I nodi da sciogliere:
- I fondi dell’Accordo sono concentrati all’80 per cento nelle regioni sottosviluppate (Calabria, Campania, Puglia, Sicilia, Basilicata). La programmazione 2007-2013 già aveva lasciato il Centro-Nord scoperto per le reti a banda ultra larga. Non è detto che si riesca a compensare con i fondi Sviluppo e coesione.
- Sempre nell’Accordo, i fondi per sostenere la diffusione dell’Ict nelle aziende ci sono soltanto per le regioni del Sud. Destinazione Italia però voleva utilizzare questi fondi su tutto il territorio nazionale per alcune misure: prevede che il credito di imposta per ricerca e sviluppo sia coperto con 600 milioni per il periodo 2014-2016 mentre per finanziare i voucher destinati alle Pmi che investono in Ict servono 100 milioni. Altri 50 milioni sono destinati al credito di imposta per l’acquisto di e-book.
- I fondi dell’Accordo appaiono largamente insufficienti rispetto alle promesse del premier Enrico Letta, alle richieste provenienti da chi si occupa di Agenda nella Presidenza del Consiglio (10 miliardi di euro) e a quelle del ministero dello Sviluppo economico (2,5 miliardi di euro per gli obiettivi 2020 della banda ultra larga).

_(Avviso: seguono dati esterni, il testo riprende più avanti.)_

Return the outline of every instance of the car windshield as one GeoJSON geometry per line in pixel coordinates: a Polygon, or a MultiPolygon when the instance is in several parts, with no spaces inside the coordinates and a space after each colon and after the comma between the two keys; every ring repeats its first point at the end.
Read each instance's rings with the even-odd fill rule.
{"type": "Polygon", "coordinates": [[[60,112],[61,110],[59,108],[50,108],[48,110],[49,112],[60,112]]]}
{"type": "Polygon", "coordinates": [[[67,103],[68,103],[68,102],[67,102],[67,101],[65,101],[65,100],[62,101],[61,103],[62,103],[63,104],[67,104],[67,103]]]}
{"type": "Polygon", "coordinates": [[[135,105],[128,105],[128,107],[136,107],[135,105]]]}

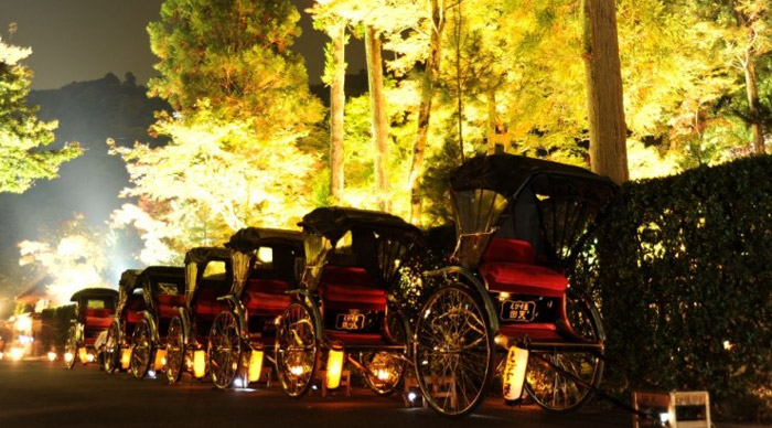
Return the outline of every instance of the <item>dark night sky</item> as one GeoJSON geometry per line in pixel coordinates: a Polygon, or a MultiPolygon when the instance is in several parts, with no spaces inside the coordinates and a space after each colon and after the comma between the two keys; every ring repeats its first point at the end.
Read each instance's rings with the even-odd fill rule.
{"type": "MultiPolygon", "coordinates": [[[[293,46],[305,56],[312,84],[322,73],[326,36],[311,26],[303,11],[313,0],[292,0],[301,11],[303,34],[293,46]]],[[[154,75],[146,26],[158,19],[162,0],[0,0],[0,34],[11,43],[32,47],[26,65],[35,77],[33,89],[57,88],[71,82],[90,81],[111,72],[132,72],[144,84],[154,75]]],[[[364,67],[364,50],[350,44],[349,73],[364,67]]]]}

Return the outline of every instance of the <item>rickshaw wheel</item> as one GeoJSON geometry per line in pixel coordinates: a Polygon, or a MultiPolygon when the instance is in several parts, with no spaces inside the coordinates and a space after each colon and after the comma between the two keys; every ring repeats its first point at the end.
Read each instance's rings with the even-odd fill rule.
{"type": "MultiPolygon", "coordinates": [[[[600,315],[592,303],[571,295],[566,298],[566,312],[571,329],[588,341],[604,340],[600,315]]],[[[535,352],[535,351],[534,351],[535,352]]],[[[603,377],[603,360],[590,352],[543,352],[558,367],[597,387],[603,377]]],[[[569,413],[589,403],[593,393],[561,375],[537,357],[528,361],[525,388],[536,404],[549,411],[569,413]]]]}
{"type": "Polygon", "coordinates": [[[69,354],[73,357],[67,361],[67,359],[64,360],[64,365],[67,367],[67,370],[72,370],[75,366],[75,359],[77,357],[77,327],[72,325],[69,330],[67,330],[67,342],[64,345],[64,352],[65,354],[69,354]]]}
{"type": "MultiPolygon", "coordinates": [[[[404,344],[407,351],[408,332],[405,325],[401,313],[389,312],[387,319],[389,335],[397,343],[404,344]]],[[[360,362],[371,372],[364,376],[367,386],[379,396],[394,394],[399,388],[407,370],[407,360],[397,355],[397,352],[363,352],[360,362]],[[385,371],[388,378],[380,379],[379,371],[385,371]]]]}
{"type": "Polygon", "coordinates": [[[435,292],[419,312],[416,376],[429,405],[449,417],[474,411],[493,375],[493,335],[483,303],[461,283],[435,292]]]}
{"type": "Polygon", "coordinates": [[[180,382],[185,364],[185,332],[182,318],[174,317],[167,331],[167,378],[170,384],[180,382]]]}
{"type": "Polygon", "coordinates": [[[276,334],[276,366],[285,393],[300,398],[311,388],[319,366],[319,341],[311,310],[293,302],[281,315],[276,334]]]}
{"type": "Polygon", "coordinates": [[[118,368],[118,359],[120,343],[118,342],[118,324],[111,323],[107,329],[107,339],[105,340],[105,352],[103,357],[103,368],[105,373],[112,374],[118,368]]]}
{"type": "Polygon", "coordinates": [[[210,330],[206,354],[212,383],[221,389],[230,386],[240,368],[242,340],[238,334],[238,321],[229,311],[215,317],[210,330]]]}
{"type": "Polygon", "coordinates": [[[144,378],[150,370],[153,343],[148,320],[140,320],[131,334],[131,374],[138,379],[144,378]]]}

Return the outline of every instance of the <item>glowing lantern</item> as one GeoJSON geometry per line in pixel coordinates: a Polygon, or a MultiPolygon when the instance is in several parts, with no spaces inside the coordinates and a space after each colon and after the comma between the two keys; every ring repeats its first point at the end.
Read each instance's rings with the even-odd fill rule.
{"type": "Polygon", "coordinates": [[[504,399],[514,400],[523,395],[525,370],[528,366],[528,350],[512,346],[506,354],[504,368],[504,399]]]}
{"type": "Polygon", "coordinates": [[[158,350],[156,351],[156,362],[153,363],[156,371],[163,370],[167,365],[167,351],[158,350]]]}
{"type": "Polygon", "coordinates": [[[131,350],[120,350],[120,368],[129,370],[131,363],[131,350]]]}
{"type": "Polygon", "coordinates": [[[24,357],[23,347],[11,347],[11,360],[19,361],[24,357]]]}
{"type": "Polygon", "coordinates": [[[262,351],[253,351],[249,355],[249,382],[260,379],[262,373],[262,351]]]}
{"type": "Polygon", "coordinates": [[[328,388],[335,389],[341,386],[343,372],[343,350],[330,350],[328,354],[328,388]]]}
{"type": "Polygon", "coordinates": [[[204,377],[206,374],[206,352],[195,351],[193,353],[193,375],[204,377]]]}

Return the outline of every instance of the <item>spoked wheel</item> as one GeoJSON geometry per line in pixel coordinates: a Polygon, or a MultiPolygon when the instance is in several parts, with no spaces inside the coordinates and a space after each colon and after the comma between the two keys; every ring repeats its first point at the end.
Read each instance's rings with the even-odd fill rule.
{"type": "MultiPolygon", "coordinates": [[[[401,314],[389,312],[387,323],[392,339],[404,344],[407,350],[408,332],[401,314]]],[[[367,386],[377,395],[394,394],[405,376],[406,357],[407,355],[401,352],[363,352],[360,362],[369,371],[364,376],[367,386]]]]}
{"type": "Polygon", "coordinates": [[[131,374],[138,379],[144,378],[150,370],[153,343],[148,320],[140,320],[131,335],[131,374]]]}
{"type": "Polygon", "coordinates": [[[238,321],[233,313],[221,312],[214,319],[206,354],[210,360],[210,376],[214,385],[221,389],[230,386],[239,372],[242,361],[238,321]]]}
{"type": "Polygon", "coordinates": [[[414,343],[416,376],[438,413],[462,417],[485,398],[493,373],[493,338],[480,300],[460,283],[429,298],[414,343]]]}
{"type": "Polygon", "coordinates": [[[170,384],[180,382],[185,366],[185,331],[182,318],[174,317],[167,332],[167,378],[170,384]]]}
{"type": "Polygon", "coordinates": [[[105,339],[105,354],[103,356],[103,368],[105,373],[112,374],[118,368],[120,363],[120,330],[118,323],[114,322],[107,329],[107,339],[105,339]]]}
{"type": "Polygon", "coordinates": [[[67,370],[75,366],[77,357],[77,327],[73,325],[67,330],[67,342],[64,344],[64,365],[67,370]]]}
{"type": "Polygon", "coordinates": [[[302,397],[313,383],[319,365],[317,329],[309,308],[293,302],[281,315],[276,336],[276,366],[281,387],[302,397]]]}
{"type": "MultiPolygon", "coordinates": [[[[566,312],[573,332],[587,341],[604,340],[605,334],[596,308],[570,295],[566,299],[566,312]]],[[[590,352],[556,350],[534,354],[536,351],[533,351],[528,360],[525,388],[536,404],[550,411],[566,413],[577,410],[592,399],[591,389],[558,373],[536,355],[546,359],[593,387],[597,387],[603,377],[603,360],[590,352]]]]}

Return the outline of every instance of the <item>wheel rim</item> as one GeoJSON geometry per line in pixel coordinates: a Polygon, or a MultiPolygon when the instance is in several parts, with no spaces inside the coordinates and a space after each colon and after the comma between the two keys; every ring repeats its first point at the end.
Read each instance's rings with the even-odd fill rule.
{"type": "Polygon", "coordinates": [[[303,396],[313,381],[319,345],[311,312],[290,304],[281,317],[276,338],[276,364],[281,387],[292,397],[303,396]]]}
{"type": "Polygon", "coordinates": [[[72,355],[72,359],[67,361],[64,360],[64,364],[67,368],[73,368],[75,366],[75,359],[77,357],[77,329],[75,325],[71,327],[67,331],[67,342],[64,345],[65,354],[72,355]]]}
{"type": "Polygon", "coordinates": [[[180,381],[185,363],[185,338],[182,319],[174,317],[167,333],[167,378],[169,383],[180,381]]]}
{"type": "Polygon", "coordinates": [[[141,320],[131,335],[131,374],[135,377],[141,379],[148,374],[151,354],[150,325],[148,321],[141,320]]]}
{"type": "Polygon", "coordinates": [[[118,327],[115,323],[107,329],[104,366],[107,374],[112,374],[118,366],[118,327]]]}
{"type": "MultiPolygon", "coordinates": [[[[601,336],[600,319],[585,302],[567,298],[566,311],[571,328],[581,338],[597,341],[601,336]]],[[[591,353],[553,351],[538,355],[588,384],[600,384],[603,361],[591,353]]],[[[528,395],[536,404],[551,411],[572,411],[592,398],[592,390],[558,373],[536,356],[528,361],[526,381],[528,395]]]]}
{"type": "Polygon", "coordinates": [[[484,398],[493,365],[491,333],[481,304],[461,287],[436,292],[416,328],[418,384],[435,410],[463,416],[484,398]]]}
{"type": "Polygon", "coordinates": [[[230,386],[238,374],[242,359],[242,341],[238,323],[230,312],[221,312],[210,330],[207,347],[210,375],[218,388],[230,386]]]}

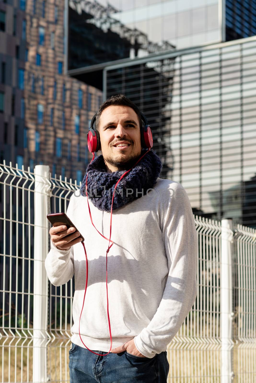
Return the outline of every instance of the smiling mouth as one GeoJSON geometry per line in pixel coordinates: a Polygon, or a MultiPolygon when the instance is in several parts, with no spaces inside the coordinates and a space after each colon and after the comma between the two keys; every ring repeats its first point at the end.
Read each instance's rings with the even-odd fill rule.
{"type": "Polygon", "coordinates": [[[113,146],[114,146],[114,147],[117,147],[118,149],[119,148],[122,148],[122,147],[123,148],[125,148],[125,147],[128,147],[128,146],[131,146],[131,144],[123,144],[123,145],[119,145],[118,146],[118,145],[113,145],[113,146]]]}

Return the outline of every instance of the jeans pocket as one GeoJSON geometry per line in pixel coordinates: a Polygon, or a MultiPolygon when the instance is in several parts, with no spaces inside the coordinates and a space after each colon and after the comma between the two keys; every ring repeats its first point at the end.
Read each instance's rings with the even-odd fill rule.
{"type": "Polygon", "coordinates": [[[145,359],[146,360],[150,360],[151,359],[154,359],[154,358],[156,357],[156,355],[153,357],[153,358],[148,358],[147,357],[139,357],[137,356],[136,355],[133,355],[133,354],[130,354],[130,352],[128,352],[127,351],[125,351],[125,353],[129,356],[130,355],[131,357],[133,357],[133,358],[137,358],[138,359],[140,360],[145,359]]]}
{"type": "Polygon", "coordinates": [[[72,348],[71,350],[70,350],[69,351],[69,355],[70,354],[72,354],[73,352],[74,352],[75,350],[77,349],[78,346],[77,344],[75,344],[74,343],[72,343],[72,348]]]}

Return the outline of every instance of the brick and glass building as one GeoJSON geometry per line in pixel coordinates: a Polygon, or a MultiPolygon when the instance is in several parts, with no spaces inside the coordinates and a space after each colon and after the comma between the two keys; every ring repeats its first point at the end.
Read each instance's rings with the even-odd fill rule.
{"type": "Polygon", "coordinates": [[[0,162],[79,181],[101,91],[65,74],[64,2],[0,2],[0,162]]]}

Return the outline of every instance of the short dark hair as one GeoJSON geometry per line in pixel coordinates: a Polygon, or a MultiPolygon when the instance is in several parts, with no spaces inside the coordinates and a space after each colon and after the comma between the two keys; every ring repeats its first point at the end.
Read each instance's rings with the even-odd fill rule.
{"type": "Polygon", "coordinates": [[[105,109],[108,106],[110,106],[112,105],[120,105],[120,106],[130,106],[130,108],[131,108],[133,110],[138,116],[139,123],[139,128],[141,128],[142,126],[142,121],[141,120],[141,116],[139,109],[137,105],[135,105],[130,99],[125,97],[124,95],[120,93],[119,94],[112,96],[109,98],[108,98],[107,100],[106,100],[105,101],[104,101],[104,102],[103,102],[100,106],[99,110],[97,112],[96,117],[95,124],[97,130],[98,131],[99,130],[100,117],[104,109],[105,109]]]}

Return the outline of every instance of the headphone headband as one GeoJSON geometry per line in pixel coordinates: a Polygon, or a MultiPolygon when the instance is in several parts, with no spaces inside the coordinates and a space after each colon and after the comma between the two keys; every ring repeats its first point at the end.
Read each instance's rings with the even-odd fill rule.
{"type": "MultiPolygon", "coordinates": [[[[140,111],[139,113],[140,113],[141,118],[141,119],[142,120],[142,121],[144,123],[144,126],[146,126],[146,125],[148,125],[148,120],[147,120],[147,118],[146,117],[146,116],[145,115],[144,115],[143,114],[143,113],[141,113],[141,112],[140,111]]],[[[91,120],[91,123],[90,123],[90,128],[91,129],[92,129],[93,130],[96,130],[95,129],[94,129],[94,123],[96,121],[96,118],[97,115],[97,113],[95,113],[95,114],[94,115],[94,116],[92,118],[92,119],[91,120]]]]}
{"type": "MultiPolygon", "coordinates": [[[[148,123],[148,120],[146,116],[141,112],[139,113],[141,119],[144,124],[144,127],[140,127],[141,147],[143,149],[150,149],[153,146],[152,131],[148,123]]],[[[97,115],[96,113],[92,119],[90,127],[87,133],[87,144],[89,151],[91,153],[94,153],[94,152],[97,152],[100,150],[100,134],[96,129],[96,127],[95,129],[94,127],[97,115]]]]}

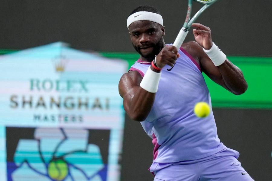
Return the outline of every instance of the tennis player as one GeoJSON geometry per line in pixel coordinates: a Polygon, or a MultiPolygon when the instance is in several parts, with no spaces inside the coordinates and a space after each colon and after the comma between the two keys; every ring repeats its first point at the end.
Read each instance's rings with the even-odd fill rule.
{"type": "Polygon", "coordinates": [[[141,122],[155,145],[150,171],[156,181],[251,181],[237,160],[239,153],[221,142],[212,111],[201,118],[195,105],[211,98],[202,75],[236,95],[248,85],[243,73],[212,41],[211,31],[198,23],[196,41],[179,49],[166,45],[163,18],[149,5],[138,7],[127,19],[140,58],[119,82],[124,107],[141,122]]]}

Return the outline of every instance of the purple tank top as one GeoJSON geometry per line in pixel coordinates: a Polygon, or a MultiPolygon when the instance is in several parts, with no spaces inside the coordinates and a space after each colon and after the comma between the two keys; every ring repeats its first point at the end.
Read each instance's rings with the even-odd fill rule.
{"type": "MultiPolygon", "coordinates": [[[[211,109],[206,118],[194,113],[199,102],[208,103],[211,108],[209,93],[198,64],[182,48],[179,53],[180,56],[172,69],[167,71],[171,67],[167,65],[162,70],[153,106],[141,122],[153,139],[154,162],[199,159],[226,148],[218,137],[211,109]]],[[[151,64],[138,60],[130,70],[144,76],[151,64]]]]}

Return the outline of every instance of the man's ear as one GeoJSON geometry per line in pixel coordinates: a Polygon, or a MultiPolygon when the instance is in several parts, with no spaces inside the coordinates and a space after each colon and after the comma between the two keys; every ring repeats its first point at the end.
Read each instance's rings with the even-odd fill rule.
{"type": "Polygon", "coordinates": [[[132,40],[131,39],[131,35],[130,34],[130,31],[128,32],[128,34],[129,34],[129,37],[130,37],[130,40],[132,40]]]}
{"type": "Polygon", "coordinates": [[[164,26],[163,26],[161,27],[161,31],[162,32],[162,36],[164,36],[165,34],[165,30],[164,29],[164,26]]]}

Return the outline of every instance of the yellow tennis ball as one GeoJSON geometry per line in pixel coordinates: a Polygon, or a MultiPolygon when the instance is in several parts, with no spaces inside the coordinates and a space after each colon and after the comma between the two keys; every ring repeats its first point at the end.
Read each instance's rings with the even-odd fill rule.
{"type": "Polygon", "coordinates": [[[205,102],[199,102],[196,104],[194,111],[196,115],[200,118],[205,118],[210,113],[210,106],[205,102]]]}

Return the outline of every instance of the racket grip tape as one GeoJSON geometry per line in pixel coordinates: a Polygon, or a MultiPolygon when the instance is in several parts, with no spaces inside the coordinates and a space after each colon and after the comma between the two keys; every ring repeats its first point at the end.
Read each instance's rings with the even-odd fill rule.
{"type": "Polygon", "coordinates": [[[181,44],[183,43],[188,32],[189,31],[188,30],[184,29],[183,27],[180,31],[180,32],[173,44],[173,46],[175,46],[178,50],[181,46],[181,44]]]}

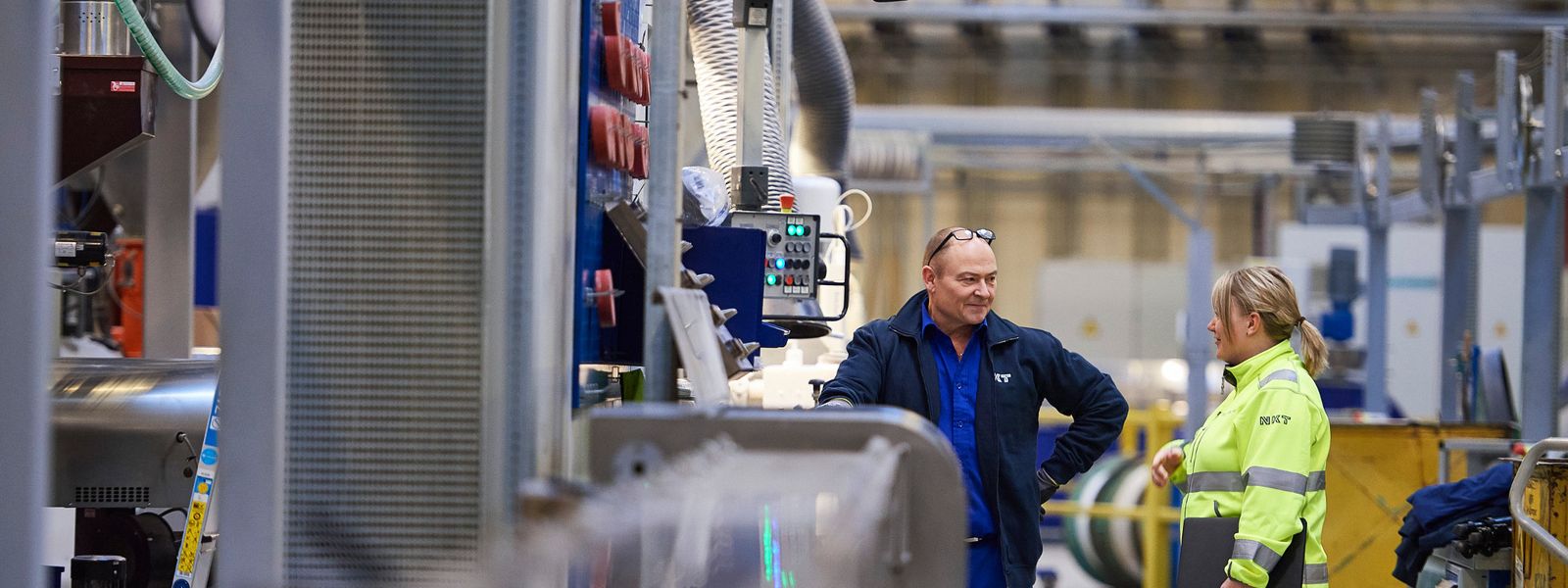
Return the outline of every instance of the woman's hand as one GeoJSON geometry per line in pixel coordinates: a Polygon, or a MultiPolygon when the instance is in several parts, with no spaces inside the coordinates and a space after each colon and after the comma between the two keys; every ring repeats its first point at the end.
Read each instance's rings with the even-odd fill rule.
{"type": "Polygon", "coordinates": [[[1154,463],[1149,464],[1149,478],[1154,480],[1154,486],[1165,488],[1165,483],[1171,480],[1171,472],[1181,467],[1181,461],[1185,458],[1181,452],[1181,445],[1171,445],[1154,453],[1154,463]]]}

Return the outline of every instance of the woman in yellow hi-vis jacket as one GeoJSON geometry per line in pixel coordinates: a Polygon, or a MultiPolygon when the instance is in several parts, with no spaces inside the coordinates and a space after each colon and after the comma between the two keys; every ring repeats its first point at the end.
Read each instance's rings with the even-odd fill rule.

- Manca un piano nazionale per l’utilizzo dei fondi europei, com’è invece in Francia e Germania. E’ una conseguenza dell’attuale forma del titolo quinto della Costituzione, secondo cui in Italia è regionale la competenza della spesa dei fondi Ue. Finora però questa impostazione ha portato conseguenze negative, secondo molti esperti: dispersione delle risorse e incapacità di spenderle interamente. Forse ci sono margini per varare comunque un piano nazionale, dato che le norme pongono la competenza del settore informatico nelle mani dello Stato centrale. Del resto, molti progetti dell’Agenda (datacenter, infrastrutture digitali) andranno realizzati centralmente e poi riutilizzati dalle varie regioni. Solo un piano nazionale- anziché vari piani regionali che investano separatamente magari replicando gli stessi progetti- sarebbe compatibile con questi obiettivi.